Atlanta’s bid committee agreed to a lengthy and pricey list of NFL requirements — and tacked on a few other things the league didn’t request — in securing the 2019 Super Bowl for the new Mercedes-Benz Stadium.
The Atlanta Journal-Constitution obtained hundreds of pages of bid documents that provide a rare window into the complex and costly competition to host the nation’s biggest sporting event. Atlanta was named the site of the February 2019 game in a vote by NFL owners late last month.
The documents, obtained through an open-records request, demonstrate the NFL’s aggressive demands for potential Super Bowl host cities and the league’s expectation that the cities will comply to get the game. For Super Bowl LIII here, public and private money will be used to provide the following, and much more, to the NFL at no charge:
- Hotel rooms for eight nights for each participating team, including 150 standard rooms, two “Presidential” suites and five other suites.
- Rent-free use of Mercedes-Benz Stadium for the game and of other venues for ancillary events.
- Assignment of 10 security officers to each team hotel during the day and five during the night, as well as police escorts for the team owners to and from the game.
- Approximately 10,000 parking spaces for game-day use, with the NFL retaining the parking revenue.
- A wide range of lesser items, such as installing up to 2,000 banners on street poles and setting up a “social media monitoring and response center.”
Those were among many NFL “specifications” sought from all cities bidding to host the Super Bowl and accepted in the Atlanta bid.
Another key requirement, also accepted in the Atlanta bid, was that the league will retain all revenue from ticket sales. Even the host committee will have to buy its tickets — up to 750 of them — at face value.

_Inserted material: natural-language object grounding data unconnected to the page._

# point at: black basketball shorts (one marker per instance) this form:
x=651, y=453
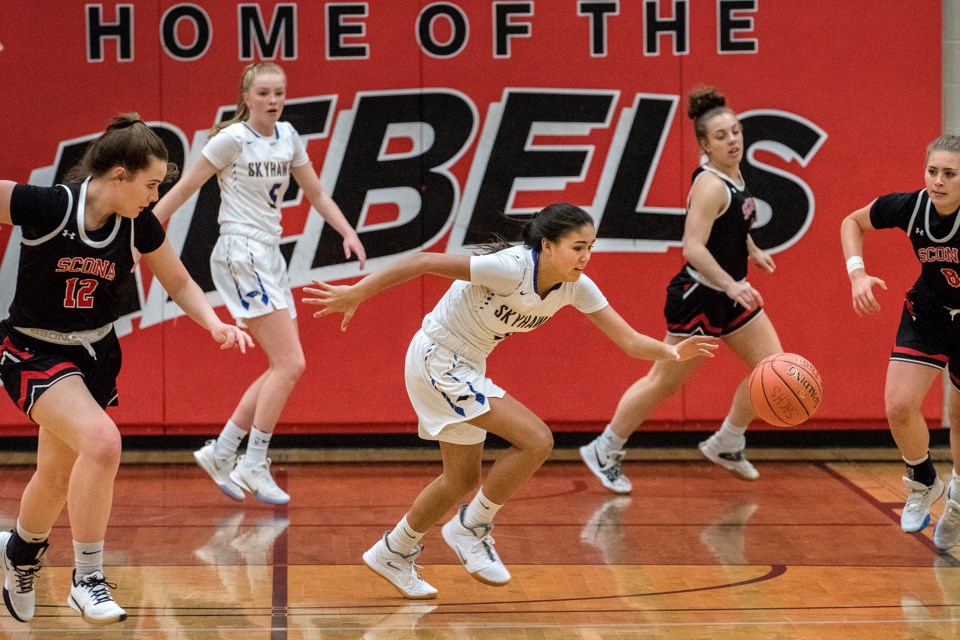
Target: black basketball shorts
x=29, y=367
x=693, y=308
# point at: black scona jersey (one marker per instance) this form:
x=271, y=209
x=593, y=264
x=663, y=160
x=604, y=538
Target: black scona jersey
x=71, y=279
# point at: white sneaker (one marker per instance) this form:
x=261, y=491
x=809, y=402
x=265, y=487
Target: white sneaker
x=218, y=468
x=916, y=511
x=18, y=593
x=399, y=570
x=91, y=598
x=732, y=460
x=258, y=481
x=606, y=468
x=947, y=533
x=475, y=549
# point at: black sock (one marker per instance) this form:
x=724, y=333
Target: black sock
x=924, y=473
x=23, y=553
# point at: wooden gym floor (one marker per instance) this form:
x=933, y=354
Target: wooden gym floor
x=813, y=549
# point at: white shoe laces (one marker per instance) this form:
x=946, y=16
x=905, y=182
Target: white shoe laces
x=951, y=515
x=25, y=577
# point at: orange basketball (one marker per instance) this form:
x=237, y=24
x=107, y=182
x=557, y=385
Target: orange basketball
x=785, y=389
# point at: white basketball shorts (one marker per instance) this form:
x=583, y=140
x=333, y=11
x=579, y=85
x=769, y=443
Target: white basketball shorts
x=251, y=277
x=447, y=391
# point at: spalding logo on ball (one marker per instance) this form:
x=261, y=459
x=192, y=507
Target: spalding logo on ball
x=785, y=390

In addition to meeting almost all of the league’s specifications, occasionally with slight revisions, Atlanta’s bid added a short list of “enhancements” — sweeteners intended to make the bid stand out from others.
The enhancements included a $2 million contribution for use toward certain NFL expenses related to the game; a possible $1 million contribution to “complement” state and city efforts in the event of inclement weather; a party for 2,000 media members at a cost of $375,000; and a pledge to provide NFL owners with “VIP private airport accommodations.”

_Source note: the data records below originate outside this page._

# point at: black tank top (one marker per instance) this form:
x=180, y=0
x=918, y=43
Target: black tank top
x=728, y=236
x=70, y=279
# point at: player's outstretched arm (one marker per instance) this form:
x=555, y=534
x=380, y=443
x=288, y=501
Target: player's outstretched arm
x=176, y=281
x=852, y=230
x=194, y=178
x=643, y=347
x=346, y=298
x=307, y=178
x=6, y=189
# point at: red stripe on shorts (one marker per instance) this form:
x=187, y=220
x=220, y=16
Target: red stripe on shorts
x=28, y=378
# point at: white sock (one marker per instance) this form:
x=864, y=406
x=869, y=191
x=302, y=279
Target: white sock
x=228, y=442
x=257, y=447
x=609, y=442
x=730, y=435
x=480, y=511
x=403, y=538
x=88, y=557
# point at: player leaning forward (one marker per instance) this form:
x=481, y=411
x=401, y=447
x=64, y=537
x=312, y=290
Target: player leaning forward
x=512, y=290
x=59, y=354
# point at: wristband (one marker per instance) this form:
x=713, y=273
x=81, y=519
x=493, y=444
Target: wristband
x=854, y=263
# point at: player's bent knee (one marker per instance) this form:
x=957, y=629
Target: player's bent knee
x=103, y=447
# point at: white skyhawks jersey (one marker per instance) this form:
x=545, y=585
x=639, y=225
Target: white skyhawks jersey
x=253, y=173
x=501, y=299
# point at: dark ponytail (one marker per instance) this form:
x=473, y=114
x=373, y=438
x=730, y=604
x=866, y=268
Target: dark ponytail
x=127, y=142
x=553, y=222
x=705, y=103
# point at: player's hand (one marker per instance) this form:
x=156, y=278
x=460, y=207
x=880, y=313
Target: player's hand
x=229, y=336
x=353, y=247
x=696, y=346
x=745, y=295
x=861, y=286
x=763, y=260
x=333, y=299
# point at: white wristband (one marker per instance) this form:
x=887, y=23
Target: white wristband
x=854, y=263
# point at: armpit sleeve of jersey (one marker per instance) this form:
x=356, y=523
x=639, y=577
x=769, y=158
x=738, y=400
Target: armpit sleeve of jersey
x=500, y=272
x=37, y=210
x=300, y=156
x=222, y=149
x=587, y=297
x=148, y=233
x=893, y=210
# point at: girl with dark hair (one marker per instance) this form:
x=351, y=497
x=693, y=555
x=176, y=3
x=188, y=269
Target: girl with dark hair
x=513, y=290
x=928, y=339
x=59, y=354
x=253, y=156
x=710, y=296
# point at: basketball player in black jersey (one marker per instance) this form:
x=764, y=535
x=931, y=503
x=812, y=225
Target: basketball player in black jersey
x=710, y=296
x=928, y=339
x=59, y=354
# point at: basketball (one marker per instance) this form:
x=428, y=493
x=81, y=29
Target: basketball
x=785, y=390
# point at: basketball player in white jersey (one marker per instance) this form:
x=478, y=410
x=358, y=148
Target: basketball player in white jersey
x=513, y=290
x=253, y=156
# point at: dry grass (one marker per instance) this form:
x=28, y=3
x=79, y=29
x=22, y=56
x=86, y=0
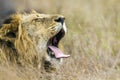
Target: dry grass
x=93, y=41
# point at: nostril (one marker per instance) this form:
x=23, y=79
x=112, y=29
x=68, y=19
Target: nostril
x=60, y=19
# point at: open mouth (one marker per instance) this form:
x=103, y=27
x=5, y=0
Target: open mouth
x=53, y=49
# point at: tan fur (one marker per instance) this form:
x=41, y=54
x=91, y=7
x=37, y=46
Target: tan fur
x=23, y=38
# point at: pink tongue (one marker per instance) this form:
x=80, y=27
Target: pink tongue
x=58, y=53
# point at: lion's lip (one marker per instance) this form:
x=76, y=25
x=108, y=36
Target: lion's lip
x=57, y=52
x=53, y=50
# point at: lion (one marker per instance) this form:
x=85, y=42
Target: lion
x=32, y=39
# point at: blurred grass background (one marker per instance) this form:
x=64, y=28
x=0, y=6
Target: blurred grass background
x=92, y=40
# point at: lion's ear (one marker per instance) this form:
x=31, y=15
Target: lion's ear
x=9, y=28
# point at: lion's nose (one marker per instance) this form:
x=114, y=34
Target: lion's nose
x=60, y=19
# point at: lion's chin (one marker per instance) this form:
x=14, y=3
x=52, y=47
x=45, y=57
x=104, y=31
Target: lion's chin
x=54, y=53
x=53, y=49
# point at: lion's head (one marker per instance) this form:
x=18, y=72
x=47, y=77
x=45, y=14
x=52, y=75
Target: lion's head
x=33, y=37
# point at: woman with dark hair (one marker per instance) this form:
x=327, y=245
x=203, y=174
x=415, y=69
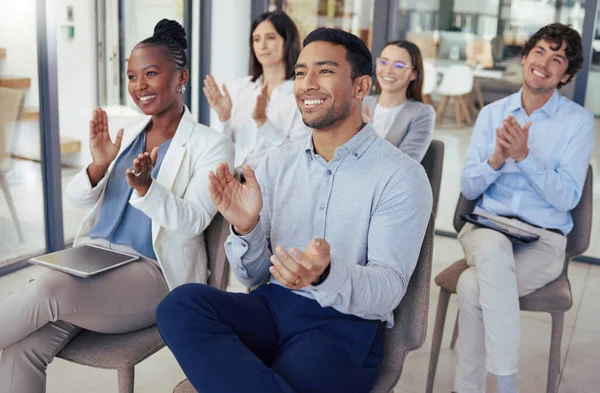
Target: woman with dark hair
x=148, y=194
x=397, y=110
x=259, y=112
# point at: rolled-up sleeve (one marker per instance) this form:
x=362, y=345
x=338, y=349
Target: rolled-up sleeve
x=478, y=175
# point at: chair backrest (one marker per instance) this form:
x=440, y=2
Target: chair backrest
x=11, y=105
x=214, y=237
x=410, y=318
x=433, y=162
x=458, y=80
x=429, y=77
x=578, y=240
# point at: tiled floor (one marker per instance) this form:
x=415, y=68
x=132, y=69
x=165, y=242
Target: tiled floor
x=580, y=346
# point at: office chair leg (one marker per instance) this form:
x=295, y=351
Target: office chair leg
x=441, y=111
x=558, y=319
x=126, y=377
x=457, y=111
x=11, y=206
x=455, y=332
x=438, y=333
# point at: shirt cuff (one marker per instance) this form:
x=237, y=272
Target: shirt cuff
x=249, y=244
x=530, y=165
x=339, y=274
x=490, y=173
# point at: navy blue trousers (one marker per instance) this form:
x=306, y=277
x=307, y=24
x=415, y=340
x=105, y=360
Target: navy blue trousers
x=270, y=340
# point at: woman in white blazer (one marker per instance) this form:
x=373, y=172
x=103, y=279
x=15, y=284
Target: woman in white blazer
x=397, y=110
x=148, y=195
x=259, y=112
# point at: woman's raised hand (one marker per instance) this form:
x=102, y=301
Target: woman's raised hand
x=220, y=102
x=103, y=149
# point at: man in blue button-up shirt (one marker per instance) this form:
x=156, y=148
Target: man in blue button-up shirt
x=345, y=212
x=527, y=163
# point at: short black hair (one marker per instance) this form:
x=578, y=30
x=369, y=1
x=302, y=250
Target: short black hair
x=557, y=33
x=170, y=35
x=287, y=29
x=357, y=53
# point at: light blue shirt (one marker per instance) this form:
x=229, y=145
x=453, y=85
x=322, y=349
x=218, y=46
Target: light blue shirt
x=371, y=203
x=119, y=222
x=547, y=184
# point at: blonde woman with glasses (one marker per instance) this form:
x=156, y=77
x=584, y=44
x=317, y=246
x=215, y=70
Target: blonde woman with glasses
x=397, y=110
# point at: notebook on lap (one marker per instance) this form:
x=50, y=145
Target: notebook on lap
x=84, y=261
x=513, y=233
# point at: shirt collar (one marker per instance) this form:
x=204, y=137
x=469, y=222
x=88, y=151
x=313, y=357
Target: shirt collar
x=356, y=146
x=550, y=107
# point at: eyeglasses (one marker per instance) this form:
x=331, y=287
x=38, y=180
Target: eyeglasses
x=398, y=65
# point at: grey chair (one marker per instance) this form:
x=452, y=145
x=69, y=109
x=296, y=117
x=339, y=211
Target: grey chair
x=554, y=298
x=11, y=107
x=122, y=352
x=410, y=317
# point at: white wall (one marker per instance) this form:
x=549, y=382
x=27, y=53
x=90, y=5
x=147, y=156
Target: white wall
x=76, y=64
x=77, y=70
x=18, y=37
x=230, y=54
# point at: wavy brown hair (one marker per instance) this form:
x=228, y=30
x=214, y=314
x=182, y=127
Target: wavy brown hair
x=557, y=33
x=414, y=91
x=287, y=29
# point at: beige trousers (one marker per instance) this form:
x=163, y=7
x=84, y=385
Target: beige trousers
x=38, y=320
x=488, y=297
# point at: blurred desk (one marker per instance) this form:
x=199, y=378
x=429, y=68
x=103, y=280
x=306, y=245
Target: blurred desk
x=442, y=65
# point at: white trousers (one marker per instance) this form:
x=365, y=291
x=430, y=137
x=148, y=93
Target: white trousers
x=488, y=297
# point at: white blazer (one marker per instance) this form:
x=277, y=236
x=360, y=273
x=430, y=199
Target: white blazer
x=178, y=201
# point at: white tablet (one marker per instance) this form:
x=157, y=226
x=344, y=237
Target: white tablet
x=85, y=260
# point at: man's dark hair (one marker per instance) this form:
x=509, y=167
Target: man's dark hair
x=287, y=29
x=556, y=34
x=357, y=53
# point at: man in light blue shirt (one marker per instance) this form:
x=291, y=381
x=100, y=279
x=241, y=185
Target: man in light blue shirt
x=527, y=162
x=345, y=213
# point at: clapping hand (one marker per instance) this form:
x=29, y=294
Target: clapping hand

The total value of the Atlanta bid, as previously reported, is $46 million.
Of that amount, $20 million will come from donations that have been pledged by two dozen Atlanta businesses and $16 million from a portion of the Atlanta hotel-motel tax that is designated for major events. The other $10 million is the estimated value to the NFL of a sales-tax exemption on Super Bowl tickets passed by the Georgia Legislature this year.
In addition to the sales-tax exemption, Atlanta’s bid agreed to an NFL requirement that the host committee reimburse the league and its teams for any other state or local taxes they pay in connection with the Super Bowl here. The bid estimates that reimbursement will total $2 million.

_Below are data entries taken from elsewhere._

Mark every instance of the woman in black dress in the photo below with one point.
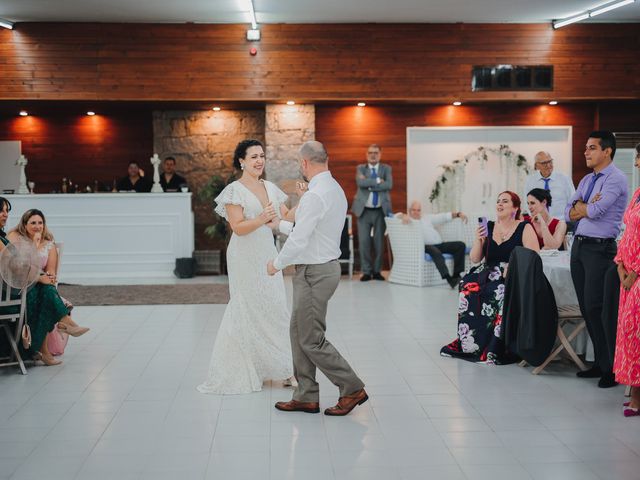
(482, 289)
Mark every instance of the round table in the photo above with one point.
(557, 269)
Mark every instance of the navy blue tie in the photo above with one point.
(374, 199)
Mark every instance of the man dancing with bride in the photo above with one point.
(252, 343)
(313, 247)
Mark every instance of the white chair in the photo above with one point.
(411, 265)
(11, 324)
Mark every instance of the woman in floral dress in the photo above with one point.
(626, 365)
(482, 289)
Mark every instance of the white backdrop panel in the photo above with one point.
(430, 147)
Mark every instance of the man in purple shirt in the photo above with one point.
(597, 206)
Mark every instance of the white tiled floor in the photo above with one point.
(124, 405)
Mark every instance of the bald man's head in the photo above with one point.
(415, 210)
(544, 163)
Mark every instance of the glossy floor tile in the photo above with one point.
(123, 405)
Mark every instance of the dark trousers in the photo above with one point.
(457, 249)
(610, 302)
(371, 218)
(589, 265)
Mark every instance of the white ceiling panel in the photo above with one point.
(307, 11)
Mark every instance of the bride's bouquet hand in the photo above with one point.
(268, 214)
(274, 224)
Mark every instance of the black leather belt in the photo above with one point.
(583, 239)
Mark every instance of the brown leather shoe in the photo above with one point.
(347, 403)
(295, 406)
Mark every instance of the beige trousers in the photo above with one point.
(313, 286)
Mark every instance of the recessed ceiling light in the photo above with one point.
(6, 24)
(608, 8)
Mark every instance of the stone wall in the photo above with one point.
(202, 143)
(287, 127)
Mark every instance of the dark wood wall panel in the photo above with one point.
(80, 147)
(419, 62)
(347, 131)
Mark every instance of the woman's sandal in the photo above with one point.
(48, 360)
(74, 331)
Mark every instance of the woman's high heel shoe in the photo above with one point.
(48, 360)
(74, 331)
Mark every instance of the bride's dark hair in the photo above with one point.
(241, 151)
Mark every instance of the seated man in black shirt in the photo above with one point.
(170, 180)
(133, 181)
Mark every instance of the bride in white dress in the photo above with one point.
(252, 344)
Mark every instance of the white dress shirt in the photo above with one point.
(315, 238)
(369, 203)
(561, 189)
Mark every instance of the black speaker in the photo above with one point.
(185, 267)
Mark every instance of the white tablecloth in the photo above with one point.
(557, 269)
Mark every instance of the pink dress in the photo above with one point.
(626, 365)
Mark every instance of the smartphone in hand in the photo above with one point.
(482, 223)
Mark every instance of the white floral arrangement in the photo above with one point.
(453, 173)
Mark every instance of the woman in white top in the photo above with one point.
(252, 344)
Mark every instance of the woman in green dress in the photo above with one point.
(45, 308)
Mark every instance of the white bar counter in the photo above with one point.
(114, 235)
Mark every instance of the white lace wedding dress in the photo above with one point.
(252, 344)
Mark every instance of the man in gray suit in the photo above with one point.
(371, 205)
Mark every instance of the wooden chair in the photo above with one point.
(11, 324)
(568, 315)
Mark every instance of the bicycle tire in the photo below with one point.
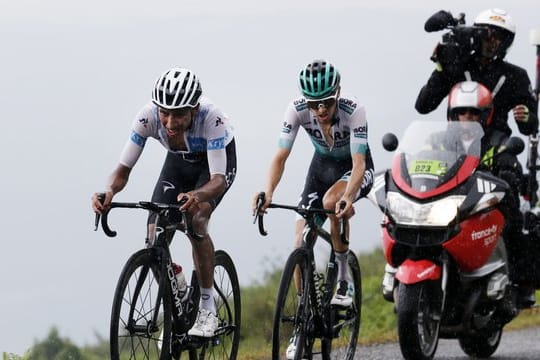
(289, 323)
(224, 344)
(134, 334)
(346, 321)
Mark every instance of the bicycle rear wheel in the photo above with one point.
(141, 311)
(224, 344)
(292, 312)
(346, 321)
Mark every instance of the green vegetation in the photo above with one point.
(378, 320)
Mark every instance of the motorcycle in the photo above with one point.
(446, 271)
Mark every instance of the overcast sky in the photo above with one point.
(73, 74)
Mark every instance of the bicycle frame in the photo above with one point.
(160, 247)
(313, 231)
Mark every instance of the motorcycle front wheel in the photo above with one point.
(419, 318)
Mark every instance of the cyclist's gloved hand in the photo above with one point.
(521, 113)
(256, 202)
(101, 201)
(346, 210)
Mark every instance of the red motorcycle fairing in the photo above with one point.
(474, 244)
(466, 169)
(415, 271)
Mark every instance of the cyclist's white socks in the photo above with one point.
(207, 300)
(343, 266)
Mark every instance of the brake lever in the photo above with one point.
(101, 198)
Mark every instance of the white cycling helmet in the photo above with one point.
(177, 88)
(471, 95)
(498, 20)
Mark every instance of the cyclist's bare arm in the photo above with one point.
(211, 190)
(117, 181)
(353, 185)
(275, 172)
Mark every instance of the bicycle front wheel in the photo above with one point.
(289, 337)
(141, 312)
(345, 321)
(224, 344)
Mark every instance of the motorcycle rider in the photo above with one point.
(511, 91)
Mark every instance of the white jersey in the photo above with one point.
(349, 130)
(209, 133)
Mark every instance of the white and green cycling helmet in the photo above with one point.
(177, 88)
(319, 80)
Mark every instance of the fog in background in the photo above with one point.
(74, 74)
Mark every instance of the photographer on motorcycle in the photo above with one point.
(477, 53)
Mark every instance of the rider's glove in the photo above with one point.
(521, 113)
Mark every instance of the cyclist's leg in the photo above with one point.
(203, 249)
(345, 284)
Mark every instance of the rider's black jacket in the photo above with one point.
(515, 90)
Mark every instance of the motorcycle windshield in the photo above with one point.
(432, 152)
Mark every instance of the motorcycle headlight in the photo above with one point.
(436, 213)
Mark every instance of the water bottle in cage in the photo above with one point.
(319, 283)
(180, 281)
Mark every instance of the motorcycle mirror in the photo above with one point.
(515, 145)
(390, 142)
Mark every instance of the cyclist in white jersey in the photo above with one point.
(341, 169)
(200, 165)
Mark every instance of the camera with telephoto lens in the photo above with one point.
(459, 45)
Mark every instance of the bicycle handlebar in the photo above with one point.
(304, 212)
(145, 205)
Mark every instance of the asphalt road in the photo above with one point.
(519, 344)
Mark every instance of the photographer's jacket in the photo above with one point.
(516, 89)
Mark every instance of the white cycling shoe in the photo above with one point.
(205, 325)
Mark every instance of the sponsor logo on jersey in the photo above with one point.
(300, 104)
(144, 122)
(347, 105)
(338, 135)
(286, 127)
(137, 139)
(216, 144)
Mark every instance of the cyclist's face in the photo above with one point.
(324, 110)
(491, 43)
(468, 114)
(176, 121)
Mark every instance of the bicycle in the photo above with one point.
(304, 319)
(149, 320)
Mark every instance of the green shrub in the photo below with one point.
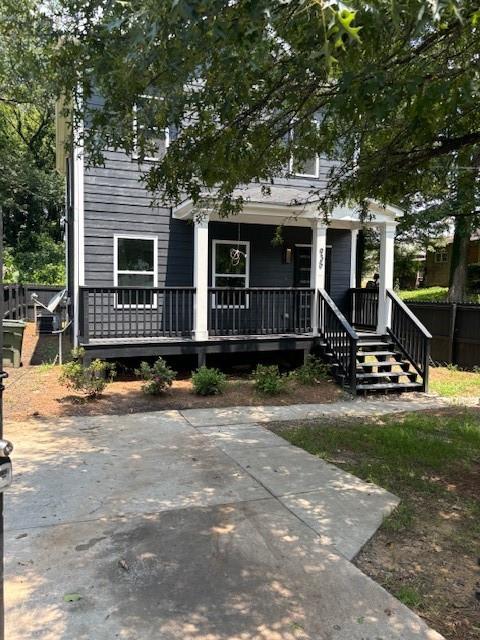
(157, 377)
(90, 380)
(208, 381)
(267, 379)
(311, 372)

Among the documents obtained by the AJC are an outline and an early draft of remarks prepared for presentation to the NFL owners by the co-chairmen of the Atlanta bid committee, Equifax CEO Rick Smith and United Distributors CEO Doug Hertz. They addressed the owners behind closed doors May 24.
According to their prepared remarks, they spoke about the financial backing the “fully funded” bid had received from the city, state and businesses; the public funding of three Falcons stadiums over the past half-century, including the new stadium slated to open next year; and the close proximity of various downtown attractions and hotels to the stadium.
About 90 minutes after the presentation, the owners voted by secret ballots. Miami and Tampa were eliminated on the second ballot, leaving Atlanta vs. New Orleans for the 2019 Super Bowl. After neither got the required 75 percent on the third ballot, Atlanta prevailed by a simple majority on the fourth. The vote count wasn’t disclosed, an effort to minimize hard feelings among owners.
The Atlanta committee, which includes representatives of the Atlanta Sports Council, the Atlanta Convention & Visitors Bureau, the Georgia World Congress Center Authority and the Falcons, has said the effort and expense behind the bid are more than justified by the economic benefits of hosting the Super Bowl.
“There’s probably not any single event that has the economic impact on a city or on a region as the Super Bowl does,” Hertz said.
While the owners have tended in the past decade to award Super Bowls to new stadiums — all five NFL stadiums that have opened since 2006 have hosted the big game — the league pushes cities throughout the bid process to make their best proposals in a competitive environment. That was evident in the Atlanta bid documents.
The bid covered a wide range of issues, including public safety, security, transportation, stadium operations, insurance, decor, promotion, hotel commitments, practice sites, ancillary events, parking and even 16 pages on winter-weather preparations.
“Both the City and State have made substantial investments over the past few years in emergency preparedness, winter response coordination and road-treatment capabilities,” the bid documents state. The 2000 Super Bowl here was marred by an ice storm.
The bid that landed the 2019 game proposes Centennial Olympic Park as the site of “Super Bowl Village,” potentially featuring concerts, fireworks and “as the main attraction hot air balloon rides on Super Bowl branded tethered balloons.” The bid proposes the Georgia World Congress Center as the site of the “NFL Experience,” an indoor interactive theme park.
The documents show the seating capacity of Mercedes-Benz Stadium for the Super Bowl will be 75,324, including nine rows of temporary seats added at the top of the upper bowl along the sidelines and behind one end zone.